However, in the next chapter, Professor Persikov establishes that a new beam cannot be obtained from natural sunlight, it arises only from artificial, electric light. Thus, the role of the celestial body in the context of the story changes: it becomes one of the symbols of the natural and the present, as opposed to the done and the unnatural. And this is the main antithesis of the whole story.

In the third chapter, an event occurs that anticipates the coming large-scale catastrophe. As a result of the experiments carried out by Professor Persikov and his assistant Ivanov, a mini-cataclysm occurs in the institute building: “Experiments ... gave amazing results. Within 2 days, the eggs hatched

thousands of tadpoles drank. But this is not enough, within one day the tadpoles grew unusually into frogs, and so angry and gluttonous that half of them were immediately slaughtered by the other half... In the scientist's office, the devil knows what began: the tadpoles spread from the office all over the institute.. Pankrat, who had already been so afraid of Persikov like fire, now felt one feeling towards him: deathly horror. A week later, the scientist himself felt that he was going crazy. The institute was filled with the smell of ether and potassium cyanide, which almost poisoned Pankrat, who took off his mask at the wrong time.
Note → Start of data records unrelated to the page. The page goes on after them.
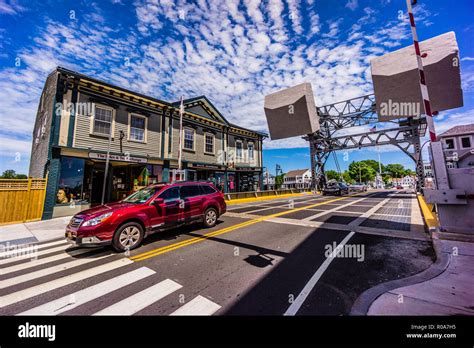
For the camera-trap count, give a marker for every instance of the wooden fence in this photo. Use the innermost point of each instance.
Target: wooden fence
(21, 200)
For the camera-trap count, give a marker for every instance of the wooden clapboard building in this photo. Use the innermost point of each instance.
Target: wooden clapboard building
(76, 115)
The overgrown swamp generation finally managed to be killed with poisons, to air the offices. Thus, on the pages of the story, for the first time, a catastrophic scenario of the development of events is realized on a reduced scale.

There are several points of interest in this regard. First, a miniature catastrophe unfolds in the center of Moscow, within the walls of the Institute. There was a chance that it was Moscow that would become the epicenter of the disaster. However, later on, the catastrophe unfolds on a full scale outside Moscow and begins to approach the city like an external enemy. Secondly, within the walls of the institute, the process launched as a result of the experiments can be kept under control and eventually curtailed. But at the same time, it is essential that it is not Persikov who keeps him under control, and it is not he who stops him. This is due to Pankrat. And Persikov, already at this stage, obviously gives in to the phenomenon that the experiments he conducted gave rise to: "the scientist himself felt that he was going crazy." At this stage, it becomes clear that if Persikov remains alone in the face of the threat he has created, he will not be able to oppose it.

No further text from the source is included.